Abstract
Melon (Cucumis melo. L) is not only an economically important cucurbitaceous crop but also an attractive model for studying many biological characteristics. Screening appropriate reference genes is essential to reverse transcription quantitative real-time PCR (RT-qPCR), which is key to many studies involving gene expression analysis. In this study, 14 candidate reference genes were selected, and the variations in their expression in roots and leaves of plants subjected to biotic stress, abiotic stress, and plant growth regulator treatment were assessed by RT-qPCR. The stability of the expression of the selected genes was determined and ranked using geNorm and NormFinder. geNorm identified the two most stable genes for each set of conditions: CmADP and CmUBIep across all samples, CmUBIep and CmRPL in roots, CmRAN and CmACT in leaves, CmADP and CmRPL under abiotic stress conditions, CmTUA and CmACT under biotic stress conditions, and CmRAN and CmACT under plant growth regulator treatments.
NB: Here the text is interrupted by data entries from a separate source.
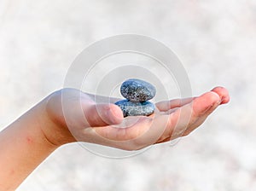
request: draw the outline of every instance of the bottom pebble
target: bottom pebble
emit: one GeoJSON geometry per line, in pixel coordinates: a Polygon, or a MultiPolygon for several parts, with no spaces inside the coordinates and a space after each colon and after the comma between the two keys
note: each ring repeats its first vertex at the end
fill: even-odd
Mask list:
{"type": "Polygon", "coordinates": [[[121,108],[124,117],[137,115],[148,116],[154,112],[154,105],[150,101],[131,102],[129,100],[121,100],[114,104],[121,108]]]}

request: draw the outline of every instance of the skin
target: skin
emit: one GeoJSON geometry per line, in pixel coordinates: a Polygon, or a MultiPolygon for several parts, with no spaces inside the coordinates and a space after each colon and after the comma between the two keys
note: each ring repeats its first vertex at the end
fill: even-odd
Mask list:
{"type": "Polygon", "coordinates": [[[86,142],[137,150],[189,135],[219,105],[228,91],[217,87],[201,96],[155,104],[149,116],[123,118],[117,99],[58,90],[0,132],[0,188],[15,190],[59,147],[86,142]],[[63,112],[65,111],[65,112],[63,112]],[[119,128],[117,128],[119,127],[119,128]]]}

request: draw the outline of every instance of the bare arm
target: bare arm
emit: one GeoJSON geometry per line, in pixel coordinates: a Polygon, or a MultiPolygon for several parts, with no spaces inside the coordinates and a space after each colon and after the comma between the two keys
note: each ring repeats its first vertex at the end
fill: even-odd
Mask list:
{"type": "Polygon", "coordinates": [[[218,87],[199,97],[161,101],[156,104],[154,115],[134,117],[136,124],[118,129],[113,124],[125,125],[123,122],[131,118],[123,119],[121,110],[113,104],[96,104],[91,95],[83,93],[81,100],[80,96],[74,90],[57,91],[0,132],[0,190],[15,189],[63,144],[83,141],[125,150],[140,149],[189,134],[230,100],[227,90],[218,87]],[[63,92],[68,96],[65,105],[72,110],[66,118],[63,92]]]}

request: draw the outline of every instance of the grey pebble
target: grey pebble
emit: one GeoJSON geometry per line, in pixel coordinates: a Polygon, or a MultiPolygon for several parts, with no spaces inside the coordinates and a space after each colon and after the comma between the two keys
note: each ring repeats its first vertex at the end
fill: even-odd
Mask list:
{"type": "Polygon", "coordinates": [[[154,105],[150,101],[132,102],[129,100],[121,100],[115,102],[123,111],[124,117],[144,115],[148,116],[154,113],[154,105]]]}
{"type": "Polygon", "coordinates": [[[128,79],[121,85],[121,95],[133,102],[145,101],[152,99],[156,93],[155,88],[141,79],[128,79]]]}

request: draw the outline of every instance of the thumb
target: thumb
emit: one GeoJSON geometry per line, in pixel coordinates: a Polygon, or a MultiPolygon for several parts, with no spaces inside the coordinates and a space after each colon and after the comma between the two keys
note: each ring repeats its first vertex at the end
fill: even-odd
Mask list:
{"type": "Polygon", "coordinates": [[[90,127],[118,124],[124,119],[121,109],[112,103],[87,105],[83,111],[90,127]]]}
NormFinder determined CmRPL to be the best reference gene in roots and under biotic stress conditions and CmADP under the other experimental conditions. CmUBC2 and CmPP2A were not found to be suitable under many experimental conditions. The catalase family genes CmCAT1, CmCAT2, and CmCAT3 were identified in melon genome and used as target genes to validate the reliability of identified reference genes. The catalase family genes showed the most upregulation 3 days after inoculation with Fusarium wilt in roots, after which they were downregulated. Their levels of expression were significantly overestimated when the unsuitable reference gene was used for normalization. These results not only provide guidelines for the selection of reference genes for gene expression analyses in melons but may also provide valuable information for studying the functions of catalase family genes in stress responses.
Highlights
Melon (Cucumis melo L.), a member of the Cucurbitaceae family, ranks as the 9th most cultivated horticultural crop in terms of total world production [1]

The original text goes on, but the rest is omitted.